Published online by Cambridge University Press: 06 July 2010
Magnetic resonance imaging (MRI) is a cross-sectional imaging technique which allows excellent soft-tissue definition and has an extensive and expanding role in radiology. The examination is expensive and can be quite lengthy, depending on the number of sequences required. The bore of the magnet is quite narrowand claustrophobic patients are often not able to tolerate the examination. Small children and confused or demented patients may not be able to remain still and sometimes sedation is required. This needs to be pre-arranged with the MRI department and the anaesthetic team.

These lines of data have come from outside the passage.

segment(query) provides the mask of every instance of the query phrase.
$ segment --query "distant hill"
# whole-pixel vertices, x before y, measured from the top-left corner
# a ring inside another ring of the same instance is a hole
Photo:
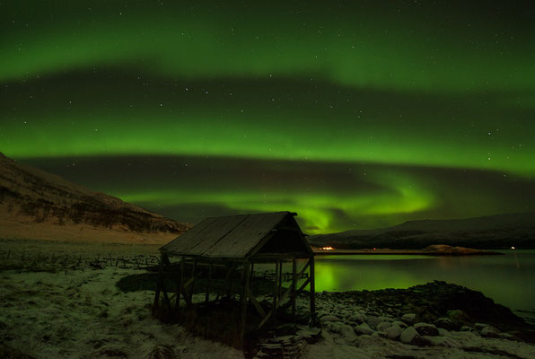
[[[424,249],[434,244],[535,249],[535,213],[452,220],[409,221],[377,230],[354,230],[308,237],[312,246],[337,249]]]
[[[166,243],[190,227],[0,153],[0,239]]]

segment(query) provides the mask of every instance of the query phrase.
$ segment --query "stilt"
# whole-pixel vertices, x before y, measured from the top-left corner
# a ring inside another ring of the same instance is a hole
[[[249,277],[250,277],[250,263],[243,264],[242,272],[242,285],[241,289],[241,326],[240,329],[240,342],[243,346],[243,337],[245,336],[245,324],[247,323],[247,298],[249,293]]]
[[[297,285],[297,259],[292,259],[292,319],[295,320],[295,300],[297,293],[295,293],[295,286]]]
[[[314,257],[309,259],[311,263],[310,276],[311,276],[311,324],[316,324],[316,285],[314,278]]]
[[[275,262],[275,285],[273,287],[273,323],[276,323],[276,302],[278,300],[278,278],[279,278],[279,273],[278,273],[278,269],[279,269],[279,260],[277,259]]]
[[[182,285],[184,284],[184,258],[180,258],[180,275],[179,276],[179,283],[177,285],[177,298],[175,300],[175,311],[179,311],[180,306],[180,294],[182,293]]]
[[[212,284],[212,262],[208,264],[208,282],[206,283],[206,295],[205,297],[205,302],[210,301],[210,285]]]

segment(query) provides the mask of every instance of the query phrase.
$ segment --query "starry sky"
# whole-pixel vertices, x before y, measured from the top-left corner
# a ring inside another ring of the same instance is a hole
[[[535,5],[2,1],[0,151],[180,222],[535,210]]]

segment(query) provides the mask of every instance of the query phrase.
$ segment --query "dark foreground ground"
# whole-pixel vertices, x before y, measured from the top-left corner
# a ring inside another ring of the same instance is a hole
[[[317,329],[279,322],[244,353],[152,317],[154,248],[3,242],[2,250],[2,359],[535,358],[531,326],[484,294],[443,282],[318,293]],[[300,297],[301,318],[308,308]]]

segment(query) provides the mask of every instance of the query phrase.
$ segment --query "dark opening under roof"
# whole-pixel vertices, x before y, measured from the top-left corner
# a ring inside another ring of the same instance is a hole
[[[254,256],[270,240],[278,238],[278,253],[313,255],[294,219],[296,215],[275,212],[206,218],[160,250],[176,256],[243,258]],[[281,236],[285,240],[281,241]]]

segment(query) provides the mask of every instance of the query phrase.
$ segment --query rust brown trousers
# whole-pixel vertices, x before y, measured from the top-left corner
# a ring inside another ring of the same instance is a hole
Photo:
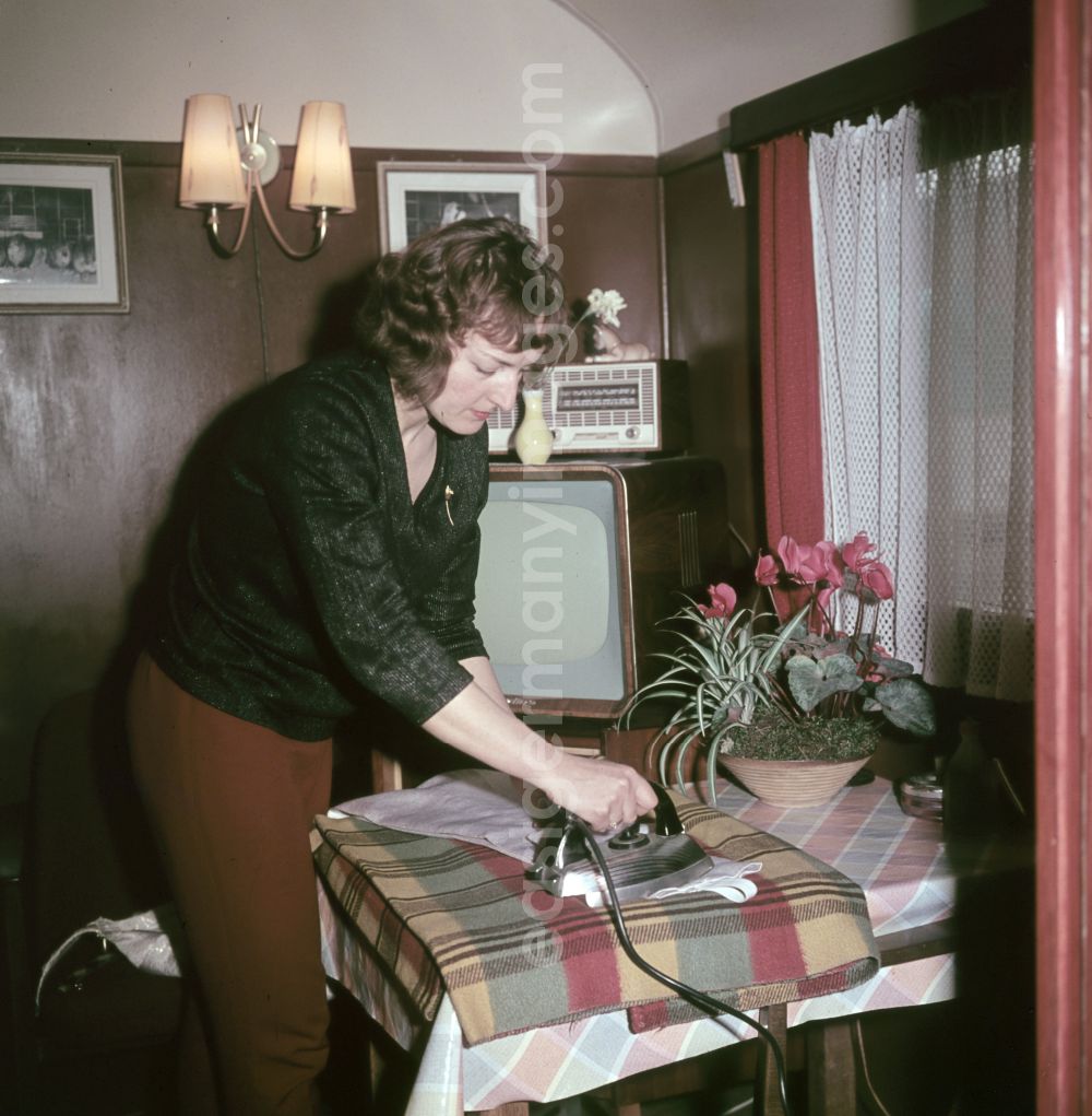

Although MRI does not use ionizing radiation there are other safety considerations arising from the use of the strong magnetic field; these should be considered in terms of electromagnetic and missile effects.
Both patients and staff are required to fill out a safety questionnaire before entering the scanner.
Contraindications to MRI
Pacemaker/implantable defibrillator device: deactivated by magnetic field; fatal.
Intra-cranial aneurysm clips: dislodge due to missile effect.
Intra-ocular foreign body: potential for injury resulting in impaired vision. Plain radiographs or CT scan with the patient looking up and down may be required to exclude an intra-ocular foreign body before a scan.
Cochlear implants: these devices are programmed by a magnet, and so subjecting the device to a large magnetic field will interfere with function and also risk dislodging mechanical parts; the potential exists for a heating effect through the induction of a current in the cable.
Pregnancy: the effect of MRI on early pregnancy is unknown. Scans are therefore not performed during the first trimester.
Prosthetic heart valves: some older models of prosthetic valves are contraindicated, individual cases should be checked.